How would you define a type in typescript that's both an object and a function at the same time?

Question

After reading this answer to the question How is jQuery's $ a function and an object?, it got me thinking. How would you define this kind of type in typescript?

In regular JS this is completely valid:

var f = function() { alert('yo'); }
f.foo = "bar";

alert(f.foo); // alerts "bar"
f();          // alerts "yo"

However in typescript, f.foo would throw an error, Property 'foo' does not exist on type '() => void'.

While you could achieve a similar result using bracket notation:

var f = function() { alert('yo'); }
f['foo'] = "bar";

alert(f['foo']); // alerts "bar"
f();          // alerts "yo"

This would entirely bypass the type system, and there for the type safety, of typescript.
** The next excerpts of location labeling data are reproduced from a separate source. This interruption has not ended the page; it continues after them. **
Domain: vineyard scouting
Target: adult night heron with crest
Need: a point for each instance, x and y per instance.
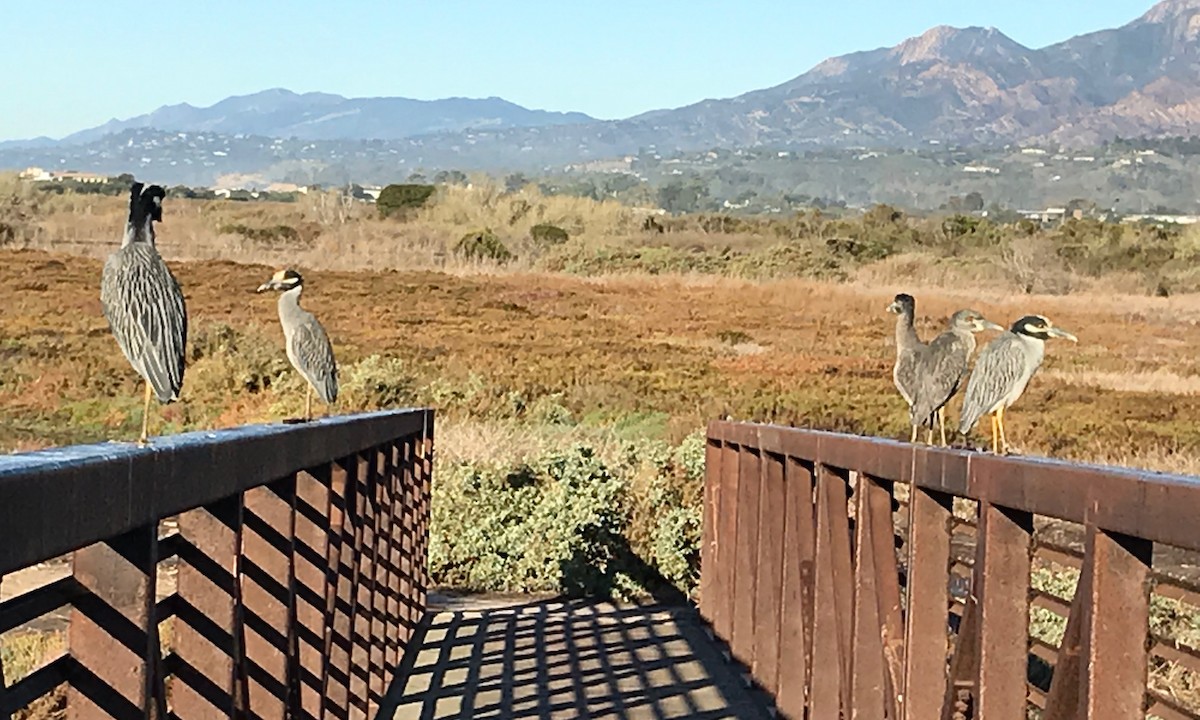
(144, 304)
(1001, 373)
(307, 345)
Is there a way of implementing this type of functionality without violating the type safety of typescript?

Answer 1

You can define this kind of type by specifying an invocation signature on an interface:

interface MyFoo {
    (): void;
    foo: string;
}

And you can initialize the object by casting the function to any before assigning it to the variable:

let f: MyFoo = function() { alert('yo'); } as any;
f.foo = 'bar';
x();

Playground link

---

As an aside, the JQueryStatic type (which is the type of the $ variable) is defined similarly in the JQuery defintions:

interface JQueryStatic<TElement extends Node = HTMLElement> {
    ...
    Deferred: JQuery.DeferredStatic;
    ...
    (html: JQuery.htmlString, ownerDocument_attributes: Document | JQuery.PlainObject): JQuery<TElement>;
    ...
    (selector: JQuery.Selector, context: Element | Document | JQuery | undefined): JQuery<TElement>;

(Can't put the links inline, so here they are)

• interface start
• Deferred property
• First invokable signature

However, this doesn't really help, as your question is also how to initialize a variable with this type. The JQuery library doesn't have that problem, because it isn't written in Typescript.